President Obama signed an executive order Thursday to make it easier for federal employees to volunteer at charitable organizations and for retirees to donate to them.
The order adjusts Ronald Reagan era guidance on the Combined Federal Campaign, the federal government’s annual giving drive. Under the new rules, federal workers will be able to make non-monetary pledges to CFC charities by instead committing to donating their time. Some agencies already allow employees to volunteer at CFC organizations and some do not, the program’s Director Keith Willingham said, but none credit the hours toward the annual pledge goals each agency sets. The order will give the Office of Personnel Management -- which oversees CFC -- the authority to allow volunteer hours to count toward program goals.
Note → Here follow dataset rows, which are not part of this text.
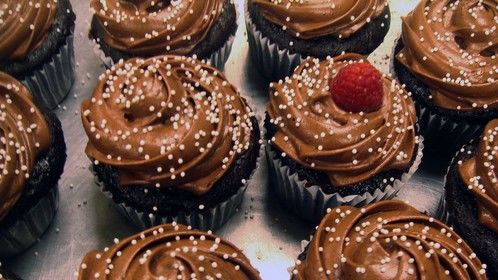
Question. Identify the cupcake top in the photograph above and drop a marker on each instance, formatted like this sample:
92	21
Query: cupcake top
169	252
24	26
167	121
317	18
156	27
451	46
386	240
342	117
24	134
478	173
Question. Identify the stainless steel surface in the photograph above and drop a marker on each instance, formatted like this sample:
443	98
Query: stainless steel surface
269	235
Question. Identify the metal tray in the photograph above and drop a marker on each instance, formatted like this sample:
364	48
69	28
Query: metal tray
268	234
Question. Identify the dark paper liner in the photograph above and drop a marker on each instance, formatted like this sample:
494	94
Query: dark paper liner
277	62
30	227
311	203
203	219
51	82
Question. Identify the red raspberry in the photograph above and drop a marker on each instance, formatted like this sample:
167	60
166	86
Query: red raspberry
357	88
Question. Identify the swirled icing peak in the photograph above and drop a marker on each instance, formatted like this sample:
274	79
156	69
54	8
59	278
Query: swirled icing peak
479	174
167	121
24	135
169	252
316	18
147	27
350	147
386	240
452	47
24	25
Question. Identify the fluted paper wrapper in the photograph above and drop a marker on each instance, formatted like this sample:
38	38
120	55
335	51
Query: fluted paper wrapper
51	82
311	203
274	62
205	219
216	59
30	227
444	132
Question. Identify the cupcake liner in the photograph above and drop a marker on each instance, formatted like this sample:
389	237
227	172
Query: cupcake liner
274	62
217	59
202	219
51	82
443	131
30	227
311	203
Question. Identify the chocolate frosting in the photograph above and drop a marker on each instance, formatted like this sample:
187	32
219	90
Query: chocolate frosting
170	251
349	147
316	18
451	46
167	121
24	135
24	25
479	174
147	27
386	240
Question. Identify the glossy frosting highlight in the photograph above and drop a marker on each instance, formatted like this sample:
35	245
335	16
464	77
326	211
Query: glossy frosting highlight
479	174
386	240
452	47
170	251
24	25
317	18
349	147
24	135
167	121
149	28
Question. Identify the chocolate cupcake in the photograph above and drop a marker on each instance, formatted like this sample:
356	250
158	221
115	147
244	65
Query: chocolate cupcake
168	251
282	34
471	195
386	240
32	157
339	133
447	58
201	28
7	275
171	139
36	46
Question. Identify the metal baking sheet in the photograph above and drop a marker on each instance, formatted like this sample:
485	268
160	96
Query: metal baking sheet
268	234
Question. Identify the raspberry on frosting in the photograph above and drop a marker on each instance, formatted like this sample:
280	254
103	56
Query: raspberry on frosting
358	88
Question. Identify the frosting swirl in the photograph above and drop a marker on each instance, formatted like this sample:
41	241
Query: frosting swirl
478	173
386	240
167	121
349	147
451	46
24	25
170	251
24	135
316	18
147	27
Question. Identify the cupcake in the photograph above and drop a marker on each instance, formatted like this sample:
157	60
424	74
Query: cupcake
471	195
284	33
168	251
339	133
386	240
7	275
36	47
171	140
447	59
201	28
32	157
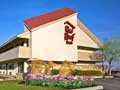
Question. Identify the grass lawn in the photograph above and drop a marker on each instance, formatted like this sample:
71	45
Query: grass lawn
14	85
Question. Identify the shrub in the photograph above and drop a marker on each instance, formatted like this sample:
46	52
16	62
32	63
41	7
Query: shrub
86	72
55	71
62	83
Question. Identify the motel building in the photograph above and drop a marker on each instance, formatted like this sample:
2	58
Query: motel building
56	36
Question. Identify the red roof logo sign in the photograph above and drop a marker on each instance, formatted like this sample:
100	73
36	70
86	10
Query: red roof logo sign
69	35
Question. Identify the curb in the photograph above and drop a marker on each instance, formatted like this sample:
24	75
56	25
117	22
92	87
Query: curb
90	88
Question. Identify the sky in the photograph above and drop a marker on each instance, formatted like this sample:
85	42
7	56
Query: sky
102	17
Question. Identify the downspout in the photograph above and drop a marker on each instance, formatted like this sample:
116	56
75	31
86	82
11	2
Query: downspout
30	45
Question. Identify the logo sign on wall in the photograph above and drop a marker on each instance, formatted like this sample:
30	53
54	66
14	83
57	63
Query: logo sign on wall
69	35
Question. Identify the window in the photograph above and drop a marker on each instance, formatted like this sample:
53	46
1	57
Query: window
11	66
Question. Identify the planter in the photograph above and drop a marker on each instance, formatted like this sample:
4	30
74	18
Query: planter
90	88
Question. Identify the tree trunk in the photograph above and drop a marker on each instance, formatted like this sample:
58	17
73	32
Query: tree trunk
110	67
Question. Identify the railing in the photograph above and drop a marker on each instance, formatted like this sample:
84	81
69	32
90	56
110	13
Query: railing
17	52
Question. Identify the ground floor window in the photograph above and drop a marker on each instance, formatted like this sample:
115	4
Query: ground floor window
11	66
20	67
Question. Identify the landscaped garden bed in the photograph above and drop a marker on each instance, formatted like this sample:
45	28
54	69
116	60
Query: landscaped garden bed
68	82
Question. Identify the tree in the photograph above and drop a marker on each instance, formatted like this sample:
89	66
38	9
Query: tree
111	50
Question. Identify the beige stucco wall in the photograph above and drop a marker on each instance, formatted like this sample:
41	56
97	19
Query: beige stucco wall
84	55
48	42
17	52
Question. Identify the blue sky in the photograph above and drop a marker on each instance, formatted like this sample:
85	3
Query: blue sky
102	17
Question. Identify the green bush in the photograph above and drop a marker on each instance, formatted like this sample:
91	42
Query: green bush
55	71
86	72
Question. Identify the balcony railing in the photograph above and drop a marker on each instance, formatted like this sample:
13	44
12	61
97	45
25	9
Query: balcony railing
17	52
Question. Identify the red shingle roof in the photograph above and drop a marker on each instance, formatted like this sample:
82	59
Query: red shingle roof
49	17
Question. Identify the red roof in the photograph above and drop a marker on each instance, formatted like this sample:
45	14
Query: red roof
49	17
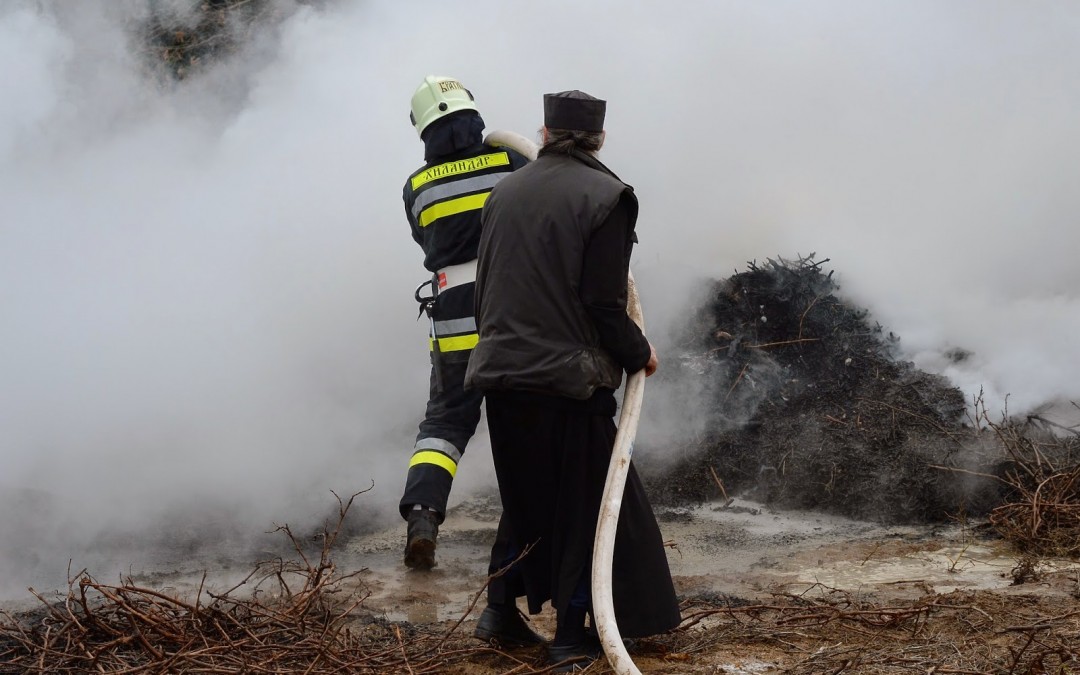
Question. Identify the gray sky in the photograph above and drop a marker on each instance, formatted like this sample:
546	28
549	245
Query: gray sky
205	293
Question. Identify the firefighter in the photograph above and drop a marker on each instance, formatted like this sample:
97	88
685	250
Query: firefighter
443	201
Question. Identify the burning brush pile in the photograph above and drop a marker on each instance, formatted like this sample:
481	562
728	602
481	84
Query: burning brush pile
809	407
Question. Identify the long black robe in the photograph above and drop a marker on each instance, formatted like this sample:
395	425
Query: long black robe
551	456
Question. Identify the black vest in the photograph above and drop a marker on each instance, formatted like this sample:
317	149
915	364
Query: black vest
534	332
An OPM spokeswoman said that guidance is forthcoming.
The order will also allow federal retirees to make charitable contributions through their annuities. Many current federal employees donate through an automatic paycheck deduction.
Willingham said CFC has received feedback that some feds who could not afford monetary contributions wanted additional opportunities to give and participate in the program while helping their agencies reach their pledge goals. He added the program could especially benefit millennials, who have expressed more interest in “hands on” contributions. The order is not meant to be “prescriptive,” Willingham said, and will give OPM and agencies flexibility in exactly how they carry it out.
The idea is for agencies to “monetize” the volunteer hours their employees contribute, OPM said, so an estimated value will be given to one hour of volunteer time. Agencies will then use “the total value of volunteer time given by a donor” and add it to their total contributions from all employees for the year.
“These changes will allow more federal, postal and military personnel to give back to their communities, whether through their checkbooks or with their time,” said acting OPM Director Beth Cobert.
She added the annuity deduction change will impact 2 million federal retirees, and allow the government to “raise even more money for these worthy causes from employees that choose to donate over the course of their career and into retirement.”
The changes come from a commission OPM launched on CFC’s 50th anniversary, which issued recommendations in 2012.
Federal employees have donated less money each year since 2009, when feds gave $282.6 million to CFC charities. That figure has fallen annually and dropped to $177.8 million in 2015.